The recipient calls it a great Christmas.
Whatever it’s called, on Dec. 18 Kettering City Schools teacher Christine Fine donated one of her kidneys to Kettering schools technology specialist Toby Boedecker.
Boedecker has a stage-five kidney disease.
“I think when it’s all said and done, I’ll be a better person for this,” said Boedecker, of Bellbrook.
Boedecker was diagnosed with stage three kidney disease five years ago. One kidney had failed and one was working at 50 percent, said Boedecker. He was on nightly dialysis at home.
Four possible donors came forward, but after extensive testing, none matched, said the father of three.
Then Fine transferred within Kettering schools to the same building where they met when he set up her computer in August.
It was an ideal match because Fine already felt for two years she had a calling from God to be a living donor.

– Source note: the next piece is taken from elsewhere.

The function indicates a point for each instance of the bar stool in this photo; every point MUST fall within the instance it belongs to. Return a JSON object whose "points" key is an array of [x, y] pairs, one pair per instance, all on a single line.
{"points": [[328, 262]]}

“When I came here and met Mr. Boedecker, I felt this was the reason I had the calling,” Fine said, who teaches English in an alternative program.
Months of testing determined Fine was an anatomical match, said Fine.
Living donor kidney transplant surgery has a 98 percent success rate, said Dr. Thav Thambi-Pallai, Fine’s surgeon.
Thambi-Pallai said of the 100,000 Americans on the wait list for organ donation, a little more than 80,000 are waiting for kidneys, with about 3,000 in Ohio.
Because Boedecker has a living donor, the organ will live twice as long, as much as 15 years on average, said their doctor.
Boedecker will be in cardiac intensive care two to three days and then in regular post surgery five to seven days.
He, his wife Kim and family celebrated Christmas already. Fine will be home to celebrate Christmas with her husband Michael and their six kids in Bellbrook.